Advanced Slicing in Kosh¶
This notebook is for advanced users.
We will show how to re-implement __getitem__
in Kosh's Loaders, Transformers or Operators, to allow efficient slicing.
Concepts¶
In early version of Kosh (<1.2) , Transformers and Loaders would only allow to retrieve a feature in its whole. Loaders could be fed user-defined keywords to subset a feature but nothing general was in place.
Similarly transformers would get the entire feature before processing it.
Starting with 1.2, Kosh offers the possibility to slice a feature at any level, allowing for efficient data retrieval.
In this notebook will assume we have a very big dataset that cannot fit in memory at once. We will show how Kosh can still work on chunks of the datasets.
The need for indexing¶
To demonstrate Kosh capabilities we will create a custom loader, that returns range(N) with N coming from the source name itself. When N becomes very big, a regular ingestion is no longer possible.
Standard Loader¶
Let's create this loader in its most basic form.
import kosh
import os
import numpy
class MyBasicLoader(kosh.KoshLoader):
types = {"range": ["numpy", ]}
def extract(self):
# ridiculous over-simplification, use name to get length!
length = int(os.path.basename(self.obj.uri))
return numpy.arange(length)
def list_features(self):
return ["range", ]
Let's add this loader to Kosh and try to retrieve a few fake datasets
It's a very simple loader, that can handle returning a single item or a slice.
Note that we didn't implement things like ellipsis, etc...
store = kosh.connect("data_slicing.sql", delete_all_contents=True)

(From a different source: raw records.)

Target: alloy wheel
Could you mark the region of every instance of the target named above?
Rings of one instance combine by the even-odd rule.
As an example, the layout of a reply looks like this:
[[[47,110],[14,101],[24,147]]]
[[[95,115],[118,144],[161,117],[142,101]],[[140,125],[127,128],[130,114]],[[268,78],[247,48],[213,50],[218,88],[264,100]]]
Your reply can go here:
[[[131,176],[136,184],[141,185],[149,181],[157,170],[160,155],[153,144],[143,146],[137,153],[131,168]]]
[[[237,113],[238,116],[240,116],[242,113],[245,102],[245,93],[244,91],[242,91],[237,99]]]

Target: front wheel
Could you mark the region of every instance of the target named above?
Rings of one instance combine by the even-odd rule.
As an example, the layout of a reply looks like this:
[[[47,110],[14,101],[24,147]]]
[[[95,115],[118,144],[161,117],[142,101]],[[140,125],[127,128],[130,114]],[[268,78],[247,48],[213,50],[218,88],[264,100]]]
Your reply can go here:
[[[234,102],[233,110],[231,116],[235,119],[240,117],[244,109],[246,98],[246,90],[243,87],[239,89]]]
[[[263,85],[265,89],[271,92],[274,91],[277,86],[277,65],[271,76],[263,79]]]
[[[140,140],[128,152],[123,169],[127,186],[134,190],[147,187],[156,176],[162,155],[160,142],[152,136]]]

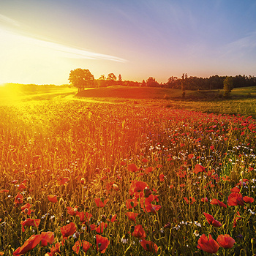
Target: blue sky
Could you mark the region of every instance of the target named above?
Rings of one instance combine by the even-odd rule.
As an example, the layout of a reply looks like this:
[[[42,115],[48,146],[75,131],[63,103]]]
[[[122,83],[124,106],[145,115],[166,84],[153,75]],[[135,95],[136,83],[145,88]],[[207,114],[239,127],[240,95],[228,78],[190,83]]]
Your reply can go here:
[[[256,75],[256,1],[1,0],[0,83]]]

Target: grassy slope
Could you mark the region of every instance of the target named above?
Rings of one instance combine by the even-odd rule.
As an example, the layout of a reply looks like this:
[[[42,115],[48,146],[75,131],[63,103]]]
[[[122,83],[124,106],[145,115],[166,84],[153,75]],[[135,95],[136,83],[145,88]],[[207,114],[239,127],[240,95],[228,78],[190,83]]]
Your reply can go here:
[[[236,89],[232,91],[233,97],[256,96],[255,87]],[[219,91],[186,91],[186,98],[192,99],[217,98]],[[181,91],[179,89],[165,88],[126,87],[110,86],[106,88],[95,88],[77,94],[78,97],[116,97],[126,99],[159,99],[164,98],[181,98]]]

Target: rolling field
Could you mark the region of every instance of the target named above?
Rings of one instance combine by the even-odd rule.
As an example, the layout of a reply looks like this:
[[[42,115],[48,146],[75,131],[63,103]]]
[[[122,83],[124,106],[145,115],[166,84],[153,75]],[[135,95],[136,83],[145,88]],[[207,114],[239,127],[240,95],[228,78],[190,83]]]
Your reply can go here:
[[[0,106],[0,255],[256,253],[253,98],[61,90]]]

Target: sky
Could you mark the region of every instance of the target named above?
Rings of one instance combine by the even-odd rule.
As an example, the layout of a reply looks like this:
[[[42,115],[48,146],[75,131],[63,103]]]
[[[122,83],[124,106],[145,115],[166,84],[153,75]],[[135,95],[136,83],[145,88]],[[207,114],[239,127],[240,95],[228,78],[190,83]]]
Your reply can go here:
[[[1,0],[0,83],[256,76],[255,0]]]

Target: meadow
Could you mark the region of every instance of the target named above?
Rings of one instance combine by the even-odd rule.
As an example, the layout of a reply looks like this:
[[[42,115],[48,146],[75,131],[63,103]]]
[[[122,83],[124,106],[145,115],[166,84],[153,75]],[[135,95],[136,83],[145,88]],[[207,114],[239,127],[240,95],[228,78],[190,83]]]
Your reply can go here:
[[[253,98],[68,89],[0,106],[0,255],[256,254]]]

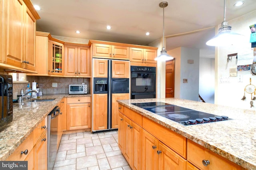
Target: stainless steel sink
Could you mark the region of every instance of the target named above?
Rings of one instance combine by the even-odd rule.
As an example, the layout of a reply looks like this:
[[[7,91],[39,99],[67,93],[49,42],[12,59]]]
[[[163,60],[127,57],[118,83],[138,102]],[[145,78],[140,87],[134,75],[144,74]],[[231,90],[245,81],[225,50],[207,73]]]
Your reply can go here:
[[[39,99],[34,100],[32,100],[30,102],[50,102],[53,101],[55,99]]]

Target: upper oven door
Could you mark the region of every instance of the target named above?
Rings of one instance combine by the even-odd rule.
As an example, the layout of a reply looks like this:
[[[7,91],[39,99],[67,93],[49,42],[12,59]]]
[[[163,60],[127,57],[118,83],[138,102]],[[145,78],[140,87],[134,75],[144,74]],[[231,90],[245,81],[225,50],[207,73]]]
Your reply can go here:
[[[129,93],[129,78],[112,78],[112,93]]]
[[[155,92],[155,72],[133,71],[131,74],[132,93]]]

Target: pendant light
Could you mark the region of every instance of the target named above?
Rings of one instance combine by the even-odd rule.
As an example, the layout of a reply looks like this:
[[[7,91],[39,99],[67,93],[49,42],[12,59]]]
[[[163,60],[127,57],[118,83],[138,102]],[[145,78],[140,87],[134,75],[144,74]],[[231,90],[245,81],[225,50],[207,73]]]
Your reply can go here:
[[[174,58],[167,54],[167,52],[165,49],[164,47],[164,7],[166,7],[168,6],[168,2],[162,2],[159,4],[159,6],[163,8],[163,47],[162,48],[162,51],[160,54],[156,58],[155,58],[155,60],[157,61],[166,61],[167,60],[172,60]]]
[[[243,35],[231,32],[231,27],[226,20],[226,1],[224,0],[224,21],[221,23],[218,33],[208,41],[206,45],[212,46],[230,45],[240,40]]]

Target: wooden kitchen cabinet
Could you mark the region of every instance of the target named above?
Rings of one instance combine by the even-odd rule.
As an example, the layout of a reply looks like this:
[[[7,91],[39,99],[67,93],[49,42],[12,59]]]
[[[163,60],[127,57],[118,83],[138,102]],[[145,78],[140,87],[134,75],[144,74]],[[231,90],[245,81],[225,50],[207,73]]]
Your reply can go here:
[[[91,127],[91,98],[67,98],[67,130]]]
[[[129,47],[108,44],[93,43],[92,56],[96,58],[129,59]]]
[[[131,62],[156,63],[154,59],[157,57],[156,50],[130,48],[129,58]]]
[[[40,18],[30,1],[2,1],[4,63],[34,70],[36,20]]]
[[[209,163],[204,166],[203,160]],[[244,168],[237,164],[206,149],[194,142],[188,140],[188,161],[201,170],[242,170]]]
[[[50,75],[64,75],[64,45],[53,41],[49,41],[48,74]]]
[[[112,60],[112,78],[130,78],[129,61]]]
[[[112,94],[112,128],[118,128],[119,122],[118,103],[117,100],[123,100],[129,99],[129,93],[118,93]]]
[[[90,76],[90,47],[65,45],[65,75]]]
[[[93,94],[93,130],[108,129],[108,94]]]
[[[107,60],[94,59],[93,77],[108,78],[108,62]]]

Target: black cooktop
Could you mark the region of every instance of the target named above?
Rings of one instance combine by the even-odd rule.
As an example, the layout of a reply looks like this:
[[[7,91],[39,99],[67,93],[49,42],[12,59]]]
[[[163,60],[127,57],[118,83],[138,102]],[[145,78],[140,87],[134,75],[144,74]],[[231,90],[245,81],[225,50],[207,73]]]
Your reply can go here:
[[[231,119],[227,116],[219,116],[162,102],[132,104],[185,126]]]

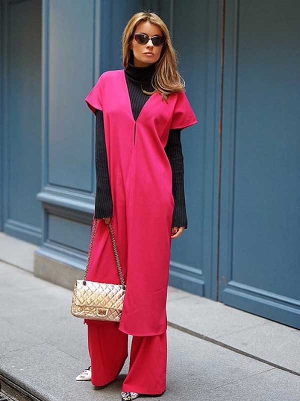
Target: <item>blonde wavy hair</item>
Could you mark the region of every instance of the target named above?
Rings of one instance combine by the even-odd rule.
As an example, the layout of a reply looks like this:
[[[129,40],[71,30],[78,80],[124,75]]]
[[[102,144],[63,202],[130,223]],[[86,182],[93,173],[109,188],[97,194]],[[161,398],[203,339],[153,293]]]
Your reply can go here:
[[[130,57],[130,44],[132,40],[136,27],[142,21],[148,21],[160,28],[165,37],[160,57],[156,61],[156,69],[152,79],[152,84],[155,90],[148,92],[142,89],[146,94],[151,95],[160,92],[163,100],[167,101],[168,95],[174,92],[184,90],[186,82],[177,70],[178,53],[173,47],[170,34],[166,25],[154,12],[143,11],[134,14],[126,25],[122,35],[122,63],[124,68],[128,65]],[[182,79],[183,82],[182,82]]]

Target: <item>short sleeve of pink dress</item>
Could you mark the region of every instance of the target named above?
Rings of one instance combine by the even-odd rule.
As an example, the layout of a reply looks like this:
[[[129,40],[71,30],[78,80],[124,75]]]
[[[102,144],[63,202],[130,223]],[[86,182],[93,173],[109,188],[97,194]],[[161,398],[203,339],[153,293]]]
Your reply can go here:
[[[84,99],[88,107],[96,114],[96,109],[102,110],[102,74],[100,75],[96,84],[92,88]]]
[[[180,91],[177,95],[170,129],[183,129],[198,122],[186,92]]]

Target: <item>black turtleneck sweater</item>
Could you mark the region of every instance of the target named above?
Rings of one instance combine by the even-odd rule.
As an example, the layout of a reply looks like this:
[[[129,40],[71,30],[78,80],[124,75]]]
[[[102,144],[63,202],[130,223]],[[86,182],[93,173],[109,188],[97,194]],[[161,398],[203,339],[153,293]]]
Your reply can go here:
[[[147,67],[134,66],[131,50],[128,65],[125,69],[125,76],[132,114],[136,120],[149,98],[149,95],[142,91],[141,85],[148,91],[154,90],[151,84],[151,78],[154,71],[154,63]],[[112,217],[113,211],[102,110],[96,111],[96,190],[94,211],[95,218],[100,219]],[[172,169],[172,191],[174,201],[172,227],[183,226],[187,228],[181,130],[180,128],[170,130],[164,150]]]

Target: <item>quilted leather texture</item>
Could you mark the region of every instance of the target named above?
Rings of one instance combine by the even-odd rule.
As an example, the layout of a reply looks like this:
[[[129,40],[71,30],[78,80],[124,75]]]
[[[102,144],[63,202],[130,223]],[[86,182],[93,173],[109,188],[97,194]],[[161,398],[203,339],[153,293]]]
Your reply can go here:
[[[71,313],[76,318],[120,322],[125,290],[121,284],[77,280],[73,290]]]

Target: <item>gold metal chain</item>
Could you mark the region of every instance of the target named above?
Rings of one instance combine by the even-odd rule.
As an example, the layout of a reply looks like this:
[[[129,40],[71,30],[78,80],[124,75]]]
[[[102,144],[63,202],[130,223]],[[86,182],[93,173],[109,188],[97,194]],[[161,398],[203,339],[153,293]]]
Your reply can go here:
[[[88,246],[88,260],[86,261],[86,270],[84,270],[84,280],[86,280],[86,277],[88,275],[88,266],[90,266],[90,259],[92,250],[94,244],[94,238],[95,237],[95,235],[96,233],[96,228],[97,227],[97,220],[98,219],[94,218],[93,218],[92,220],[92,234],[90,236],[90,245]],[[125,287],[125,282],[124,281],[124,278],[123,277],[123,274],[122,273],[122,269],[121,268],[121,265],[120,264],[120,261],[119,259],[118,254],[118,250],[116,249],[116,243],[114,236],[114,231],[112,230],[112,225],[111,222],[108,223],[108,228],[110,229],[110,238],[112,238],[112,248],[114,250],[114,254],[116,262],[116,266],[118,272],[119,277],[120,278],[120,281],[121,282],[121,284],[123,286]]]

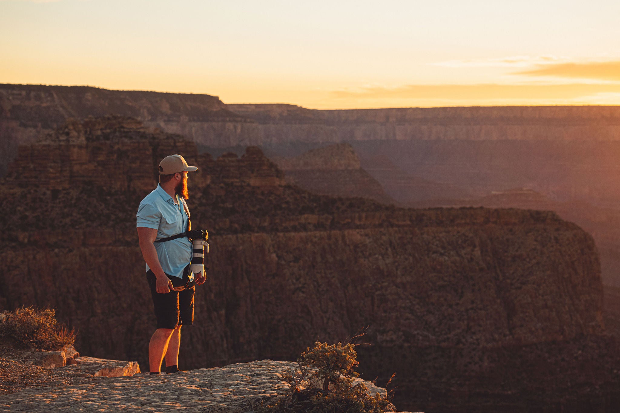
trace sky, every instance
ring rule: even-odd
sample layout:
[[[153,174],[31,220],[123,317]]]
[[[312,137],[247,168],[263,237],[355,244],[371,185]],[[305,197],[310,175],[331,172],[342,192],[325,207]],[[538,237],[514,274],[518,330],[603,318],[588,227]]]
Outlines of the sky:
[[[0,83],[317,109],[620,105],[620,1],[0,0]]]

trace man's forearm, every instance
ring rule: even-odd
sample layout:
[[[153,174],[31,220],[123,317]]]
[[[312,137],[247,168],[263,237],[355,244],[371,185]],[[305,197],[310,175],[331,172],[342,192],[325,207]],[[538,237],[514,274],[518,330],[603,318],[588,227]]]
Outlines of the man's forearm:
[[[157,277],[166,277],[164,269],[161,267],[159,259],[157,254],[157,250],[152,242],[140,243],[140,250],[142,250],[142,256],[144,257],[146,265]]]

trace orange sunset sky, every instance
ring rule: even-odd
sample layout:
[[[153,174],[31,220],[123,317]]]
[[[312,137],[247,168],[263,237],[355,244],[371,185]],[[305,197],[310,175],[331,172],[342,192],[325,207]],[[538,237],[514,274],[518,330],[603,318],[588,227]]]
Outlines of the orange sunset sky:
[[[620,2],[0,0],[0,83],[321,109],[620,104]]]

store.add_loader(MyBasicLoader)
ds = store.create()
# associate a fake source with it
# name is "5" so we should return numpy.arange(5)
ds.associate("5", mime_type="range")
rg = ds["range"]
print("values:", rg())
values: [0 1 2 3 4]
So far all is good. But now let's assume we need a really long range
ds = store.create()
# associate a fake source with it
# name is "5" so we should return numpy.arange(5)
ds.associate("500000000000000000000000", mime_type="range")
rg = ds["range"]
try:
print("values:", rg())
except Exception as error:
print("We failed with the following error:", error)
We failed with the following error: Maximum allowed size exceeded
Maybe slicing this would work
try:
print("values:", rg[:3])
except Exception as error:
print("We failed with the following error:", error)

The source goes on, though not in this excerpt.